[phobos] enforce() in std.container.Array
Andrei Alexandrescu
andrei at erdani.com
Fri Nov 19 11:01:42 PST 2010
I think we should go with the same level of checking as built-in arrays.
That means we can get rid of enforce, but the indexing operation used
underneath should use a slice, not a pointer.
Andrei
On 11/19/10 5:55 AM, David Simcha wrote:
> I'm looking to try out std.container.Array for a few huge arrays that
> the GC isn't cutting it for. I noticed that this container is always
> bounds checked via enforce(). This has huge performance costs:
>
> import std.stdio, std.container, std.datetime;
>
> void main() {
> Array!uint arr;
> arr.length = 10_000_000;
> //auto arr = new uint[10_000_000];
> auto sw = StopWatch(autoStart);
> foreach(i; 0..arr.length) {
> arr[i] = i;
> }
>
> writeln(sw.peek.milliseconds);
> }
>
> This benchmark takes about 86 milliseconds with -O -inline -release.
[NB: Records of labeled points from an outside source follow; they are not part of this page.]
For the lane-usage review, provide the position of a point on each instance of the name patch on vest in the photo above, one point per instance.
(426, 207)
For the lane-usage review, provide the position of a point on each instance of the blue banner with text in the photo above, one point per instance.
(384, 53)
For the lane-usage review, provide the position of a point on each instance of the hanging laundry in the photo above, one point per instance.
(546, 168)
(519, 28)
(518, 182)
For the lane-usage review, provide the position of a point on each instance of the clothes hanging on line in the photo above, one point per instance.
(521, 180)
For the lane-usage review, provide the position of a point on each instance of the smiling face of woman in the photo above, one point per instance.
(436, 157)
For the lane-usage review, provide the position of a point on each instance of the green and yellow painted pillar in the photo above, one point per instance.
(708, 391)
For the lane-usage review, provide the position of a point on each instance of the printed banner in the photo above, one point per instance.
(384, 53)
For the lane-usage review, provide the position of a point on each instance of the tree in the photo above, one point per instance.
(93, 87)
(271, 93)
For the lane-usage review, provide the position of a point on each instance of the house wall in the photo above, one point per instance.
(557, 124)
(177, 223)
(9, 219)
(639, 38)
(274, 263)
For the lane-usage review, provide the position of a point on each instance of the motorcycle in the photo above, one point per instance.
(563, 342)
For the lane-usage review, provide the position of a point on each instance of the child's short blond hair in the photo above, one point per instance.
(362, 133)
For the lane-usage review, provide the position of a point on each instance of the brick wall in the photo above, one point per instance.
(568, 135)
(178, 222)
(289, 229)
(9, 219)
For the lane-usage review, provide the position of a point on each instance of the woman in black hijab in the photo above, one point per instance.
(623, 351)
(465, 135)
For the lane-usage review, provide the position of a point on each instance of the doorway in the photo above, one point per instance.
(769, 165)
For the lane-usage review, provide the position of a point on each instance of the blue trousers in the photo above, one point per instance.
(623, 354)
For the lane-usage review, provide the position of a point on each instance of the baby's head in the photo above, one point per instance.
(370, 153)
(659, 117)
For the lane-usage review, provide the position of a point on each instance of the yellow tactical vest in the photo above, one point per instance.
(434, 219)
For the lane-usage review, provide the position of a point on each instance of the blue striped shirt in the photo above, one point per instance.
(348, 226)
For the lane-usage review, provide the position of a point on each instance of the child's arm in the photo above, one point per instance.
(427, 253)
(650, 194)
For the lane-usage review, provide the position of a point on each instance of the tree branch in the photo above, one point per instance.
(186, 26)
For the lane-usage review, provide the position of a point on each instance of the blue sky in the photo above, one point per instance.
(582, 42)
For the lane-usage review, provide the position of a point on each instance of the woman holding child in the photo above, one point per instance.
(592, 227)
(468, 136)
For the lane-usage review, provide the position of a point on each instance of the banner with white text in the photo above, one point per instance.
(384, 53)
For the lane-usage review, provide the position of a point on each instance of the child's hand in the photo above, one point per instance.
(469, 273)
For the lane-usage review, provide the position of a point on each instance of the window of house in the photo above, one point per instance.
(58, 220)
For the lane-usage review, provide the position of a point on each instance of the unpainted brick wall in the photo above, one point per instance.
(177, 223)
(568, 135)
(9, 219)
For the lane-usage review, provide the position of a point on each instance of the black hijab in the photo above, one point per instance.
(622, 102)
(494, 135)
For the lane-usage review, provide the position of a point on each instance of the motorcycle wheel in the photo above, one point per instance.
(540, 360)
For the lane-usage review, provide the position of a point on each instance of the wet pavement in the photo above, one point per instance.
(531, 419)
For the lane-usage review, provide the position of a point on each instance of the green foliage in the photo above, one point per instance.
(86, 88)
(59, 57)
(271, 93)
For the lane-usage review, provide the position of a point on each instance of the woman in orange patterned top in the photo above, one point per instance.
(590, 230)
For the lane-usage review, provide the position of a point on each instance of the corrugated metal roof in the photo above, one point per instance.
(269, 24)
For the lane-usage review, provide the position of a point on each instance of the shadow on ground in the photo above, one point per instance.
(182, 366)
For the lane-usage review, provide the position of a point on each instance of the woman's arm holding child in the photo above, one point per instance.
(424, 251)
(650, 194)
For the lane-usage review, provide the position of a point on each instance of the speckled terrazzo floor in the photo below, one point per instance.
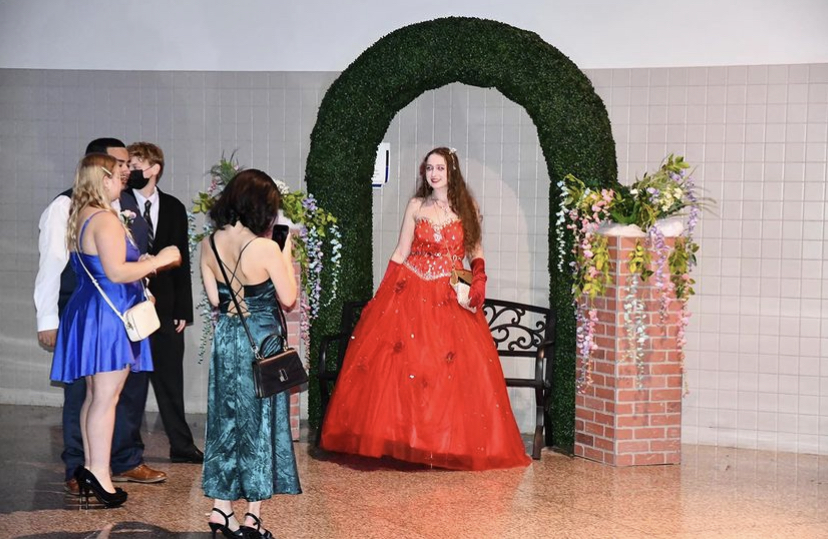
(713, 493)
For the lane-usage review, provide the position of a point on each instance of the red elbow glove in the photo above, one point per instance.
(392, 267)
(477, 291)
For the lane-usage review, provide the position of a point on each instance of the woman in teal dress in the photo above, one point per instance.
(248, 448)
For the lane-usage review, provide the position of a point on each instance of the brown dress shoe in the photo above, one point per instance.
(71, 487)
(140, 474)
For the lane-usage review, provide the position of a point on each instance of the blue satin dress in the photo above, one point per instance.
(248, 451)
(91, 337)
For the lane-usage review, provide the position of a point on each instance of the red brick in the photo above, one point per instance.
(652, 433)
(672, 458)
(584, 413)
(593, 454)
(592, 403)
(672, 407)
(665, 369)
(604, 393)
(604, 419)
(594, 428)
(649, 407)
(646, 459)
(633, 446)
(604, 444)
(632, 395)
(666, 394)
(583, 439)
(674, 381)
(632, 421)
(627, 382)
(622, 409)
(665, 419)
(665, 445)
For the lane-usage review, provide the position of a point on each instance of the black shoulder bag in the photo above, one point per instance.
(272, 373)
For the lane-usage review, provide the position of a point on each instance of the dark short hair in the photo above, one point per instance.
(100, 145)
(251, 198)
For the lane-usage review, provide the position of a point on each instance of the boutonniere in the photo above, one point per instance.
(127, 217)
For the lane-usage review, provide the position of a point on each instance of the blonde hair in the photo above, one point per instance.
(89, 191)
(152, 154)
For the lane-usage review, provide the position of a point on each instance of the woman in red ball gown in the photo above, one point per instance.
(421, 380)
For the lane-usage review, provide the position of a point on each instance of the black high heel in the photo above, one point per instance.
(88, 483)
(255, 533)
(225, 530)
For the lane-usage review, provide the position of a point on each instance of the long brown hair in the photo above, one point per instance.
(89, 190)
(460, 198)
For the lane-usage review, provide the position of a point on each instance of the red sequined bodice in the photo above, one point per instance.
(436, 249)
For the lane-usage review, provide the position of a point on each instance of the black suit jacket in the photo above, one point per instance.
(173, 288)
(138, 228)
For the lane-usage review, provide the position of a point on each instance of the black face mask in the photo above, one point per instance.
(136, 180)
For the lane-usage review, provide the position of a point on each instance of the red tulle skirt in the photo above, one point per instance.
(422, 382)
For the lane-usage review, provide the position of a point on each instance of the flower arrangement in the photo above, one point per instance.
(316, 227)
(667, 192)
(127, 217)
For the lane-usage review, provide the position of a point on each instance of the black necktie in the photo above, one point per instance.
(148, 219)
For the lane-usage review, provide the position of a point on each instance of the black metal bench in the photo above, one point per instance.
(519, 331)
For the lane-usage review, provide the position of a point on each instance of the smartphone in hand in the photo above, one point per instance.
(280, 233)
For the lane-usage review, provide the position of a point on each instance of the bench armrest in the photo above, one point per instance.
(540, 359)
(327, 340)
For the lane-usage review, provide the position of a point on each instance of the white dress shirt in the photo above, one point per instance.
(155, 200)
(53, 259)
(54, 255)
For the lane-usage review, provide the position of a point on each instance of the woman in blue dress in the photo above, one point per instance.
(248, 451)
(92, 341)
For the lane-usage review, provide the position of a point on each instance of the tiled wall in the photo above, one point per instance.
(758, 341)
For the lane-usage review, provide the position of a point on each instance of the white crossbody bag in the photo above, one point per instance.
(140, 320)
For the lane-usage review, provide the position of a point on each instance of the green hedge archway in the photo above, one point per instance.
(573, 131)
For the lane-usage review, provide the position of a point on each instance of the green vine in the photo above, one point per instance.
(573, 131)
(640, 261)
(680, 261)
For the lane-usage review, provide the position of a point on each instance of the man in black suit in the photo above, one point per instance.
(166, 217)
(54, 285)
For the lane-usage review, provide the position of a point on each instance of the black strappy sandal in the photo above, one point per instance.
(257, 532)
(225, 530)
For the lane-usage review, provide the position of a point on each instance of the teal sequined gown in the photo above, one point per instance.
(248, 448)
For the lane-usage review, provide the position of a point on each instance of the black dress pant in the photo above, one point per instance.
(167, 380)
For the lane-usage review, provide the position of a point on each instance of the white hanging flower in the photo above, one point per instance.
(282, 187)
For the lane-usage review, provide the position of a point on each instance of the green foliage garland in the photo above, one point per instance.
(573, 131)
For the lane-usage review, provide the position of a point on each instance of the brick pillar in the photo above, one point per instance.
(620, 420)
(295, 340)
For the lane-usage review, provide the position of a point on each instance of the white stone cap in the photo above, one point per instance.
(671, 228)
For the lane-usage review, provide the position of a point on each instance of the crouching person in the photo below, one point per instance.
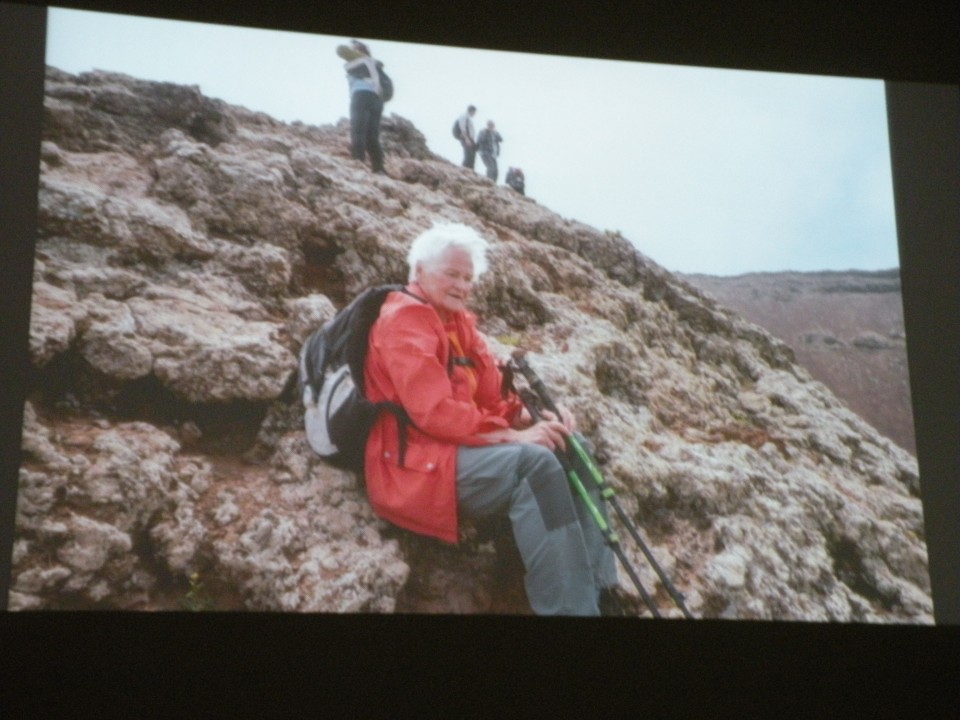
(467, 451)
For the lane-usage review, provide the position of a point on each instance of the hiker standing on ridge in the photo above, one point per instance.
(467, 137)
(366, 103)
(488, 143)
(468, 451)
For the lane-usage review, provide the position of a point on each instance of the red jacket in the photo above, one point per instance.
(407, 362)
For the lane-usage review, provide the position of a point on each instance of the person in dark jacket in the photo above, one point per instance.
(488, 143)
(471, 452)
(366, 103)
(468, 138)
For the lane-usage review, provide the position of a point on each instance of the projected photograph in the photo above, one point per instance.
(643, 353)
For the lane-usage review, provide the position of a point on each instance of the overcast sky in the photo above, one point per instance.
(704, 170)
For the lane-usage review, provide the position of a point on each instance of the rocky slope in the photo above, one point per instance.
(846, 328)
(187, 247)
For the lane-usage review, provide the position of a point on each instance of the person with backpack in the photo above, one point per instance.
(463, 131)
(467, 449)
(367, 95)
(488, 143)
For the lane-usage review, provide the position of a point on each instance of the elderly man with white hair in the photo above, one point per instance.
(468, 451)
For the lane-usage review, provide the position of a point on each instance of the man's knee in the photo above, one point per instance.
(536, 459)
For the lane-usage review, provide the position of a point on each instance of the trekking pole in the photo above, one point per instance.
(609, 536)
(576, 441)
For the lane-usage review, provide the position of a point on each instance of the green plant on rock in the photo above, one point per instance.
(197, 598)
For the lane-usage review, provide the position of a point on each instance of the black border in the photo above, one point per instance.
(145, 666)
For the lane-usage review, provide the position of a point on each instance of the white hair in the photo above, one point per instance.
(430, 244)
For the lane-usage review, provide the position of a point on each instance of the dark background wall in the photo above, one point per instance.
(151, 665)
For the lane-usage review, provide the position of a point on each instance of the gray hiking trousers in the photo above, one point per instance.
(566, 558)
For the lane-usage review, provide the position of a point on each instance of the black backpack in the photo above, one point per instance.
(337, 415)
(386, 84)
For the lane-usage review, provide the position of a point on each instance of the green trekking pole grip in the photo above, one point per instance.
(608, 533)
(578, 443)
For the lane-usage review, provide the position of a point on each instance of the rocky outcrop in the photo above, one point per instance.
(186, 249)
(846, 328)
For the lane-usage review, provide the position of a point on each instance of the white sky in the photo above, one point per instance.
(704, 170)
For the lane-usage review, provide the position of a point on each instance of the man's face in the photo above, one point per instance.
(447, 281)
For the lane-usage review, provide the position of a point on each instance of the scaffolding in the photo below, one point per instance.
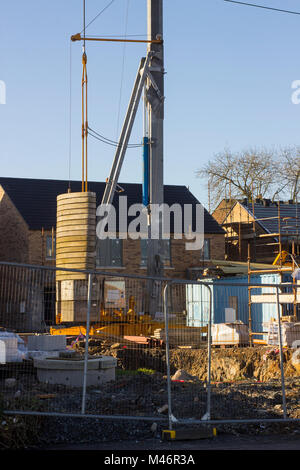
(250, 233)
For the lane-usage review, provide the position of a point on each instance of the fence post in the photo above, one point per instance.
(209, 356)
(168, 355)
(281, 355)
(86, 353)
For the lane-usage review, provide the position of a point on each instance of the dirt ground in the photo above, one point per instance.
(245, 385)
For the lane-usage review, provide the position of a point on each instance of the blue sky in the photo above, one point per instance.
(228, 84)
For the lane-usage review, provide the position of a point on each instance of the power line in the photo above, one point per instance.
(100, 13)
(122, 70)
(263, 7)
(105, 140)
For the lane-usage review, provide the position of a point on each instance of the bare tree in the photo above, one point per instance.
(250, 173)
(290, 171)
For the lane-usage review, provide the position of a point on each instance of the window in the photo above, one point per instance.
(205, 252)
(165, 254)
(50, 247)
(109, 253)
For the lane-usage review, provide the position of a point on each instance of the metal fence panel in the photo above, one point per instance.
(169, 366)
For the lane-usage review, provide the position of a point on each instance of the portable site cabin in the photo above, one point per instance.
(230, 299)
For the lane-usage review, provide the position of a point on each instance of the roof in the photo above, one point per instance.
(289, 217)
(35, 199)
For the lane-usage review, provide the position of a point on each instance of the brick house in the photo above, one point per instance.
(264, 226)
(27, 235)
(28, 220)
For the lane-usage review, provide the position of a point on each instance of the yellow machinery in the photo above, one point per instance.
(116, 323)
(285, 259)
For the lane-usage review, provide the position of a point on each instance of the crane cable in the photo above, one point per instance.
(84, 110)
(122, 70)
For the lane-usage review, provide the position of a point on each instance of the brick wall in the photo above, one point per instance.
(37, 248)
(181, 259)
(14, 232)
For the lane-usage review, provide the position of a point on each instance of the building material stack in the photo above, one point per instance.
(75, 249)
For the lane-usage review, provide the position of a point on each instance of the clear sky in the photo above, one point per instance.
(228, 84)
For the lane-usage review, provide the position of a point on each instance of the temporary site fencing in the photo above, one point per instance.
(110, 356)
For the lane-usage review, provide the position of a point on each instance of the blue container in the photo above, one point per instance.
(232, 295)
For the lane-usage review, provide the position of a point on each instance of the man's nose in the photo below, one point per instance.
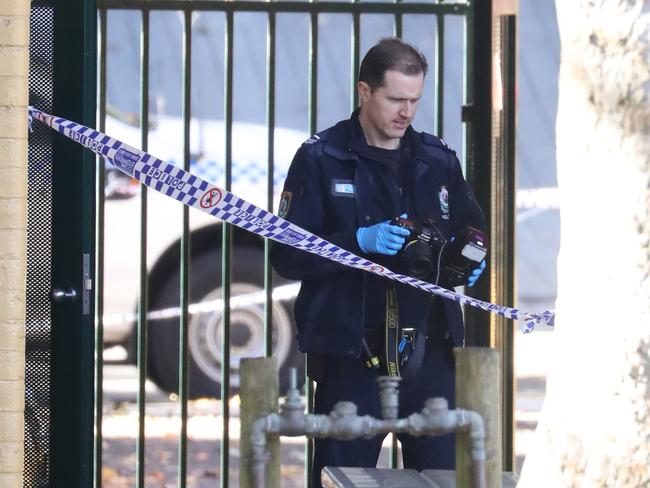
(407, 109)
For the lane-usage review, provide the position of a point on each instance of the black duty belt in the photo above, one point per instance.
(404, 346)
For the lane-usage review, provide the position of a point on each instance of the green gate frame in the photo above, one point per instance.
(73, 249)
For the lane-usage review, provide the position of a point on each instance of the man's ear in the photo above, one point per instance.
(364, 91)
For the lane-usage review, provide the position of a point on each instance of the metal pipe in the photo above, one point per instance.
(343, 423)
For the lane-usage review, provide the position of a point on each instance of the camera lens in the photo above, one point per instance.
(419, 259)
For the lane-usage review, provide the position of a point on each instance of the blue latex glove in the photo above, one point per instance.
(475, 274)
(382, 238)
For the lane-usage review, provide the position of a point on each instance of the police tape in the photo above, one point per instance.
(195, 192)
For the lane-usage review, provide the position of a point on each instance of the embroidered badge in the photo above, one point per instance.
(343, 188)
(443, 196)
(285, 201)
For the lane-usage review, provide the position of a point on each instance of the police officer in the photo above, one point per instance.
(344, 185)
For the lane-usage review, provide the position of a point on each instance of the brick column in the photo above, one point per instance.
(14, 66)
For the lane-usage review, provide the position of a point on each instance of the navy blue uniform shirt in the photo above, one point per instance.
(333, 187)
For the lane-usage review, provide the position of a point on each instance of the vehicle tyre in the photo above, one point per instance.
(205, 326)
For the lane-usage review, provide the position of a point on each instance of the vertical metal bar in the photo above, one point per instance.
(397, 22)
(356, 48)
(99, 253)
(270, 123)
(226, 256)
(185, 253)
(440, 74)
(392, 450)
(312, 116)
(479, 155)
(143, 302)
(507, 185)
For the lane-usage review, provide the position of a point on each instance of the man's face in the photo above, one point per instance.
(387, 111)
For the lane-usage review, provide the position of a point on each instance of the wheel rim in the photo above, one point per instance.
(205, 332)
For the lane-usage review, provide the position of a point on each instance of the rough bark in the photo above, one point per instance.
(595, 424)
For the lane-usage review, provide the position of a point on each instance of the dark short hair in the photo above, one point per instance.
(391, 53)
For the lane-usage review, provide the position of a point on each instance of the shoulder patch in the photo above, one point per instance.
(312, 139)
(432, 140)
(319, 137)
(285, 202)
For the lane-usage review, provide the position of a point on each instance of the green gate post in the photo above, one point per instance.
(73, 243)
(491, 172)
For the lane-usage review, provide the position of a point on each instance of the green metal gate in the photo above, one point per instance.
(229, 245)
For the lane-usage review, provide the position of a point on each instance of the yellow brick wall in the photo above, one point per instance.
(14, 63)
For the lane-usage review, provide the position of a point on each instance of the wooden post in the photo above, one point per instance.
(14, 66)
(477, 389)
(259, 397)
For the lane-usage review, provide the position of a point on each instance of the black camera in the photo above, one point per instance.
(429, 256)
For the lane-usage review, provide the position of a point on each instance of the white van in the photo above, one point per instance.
(164, 226)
> When I use the builtin version instead (comment out the
> std.container.Array stuff and uncomment the uint[] stuff) it only takes
> about 18 milliseconds. Should I change front(), popFront(), opIndex(),
> etc. to be templates that use assert and give the caller's line and file
> on failure, just like regular builtin arrays?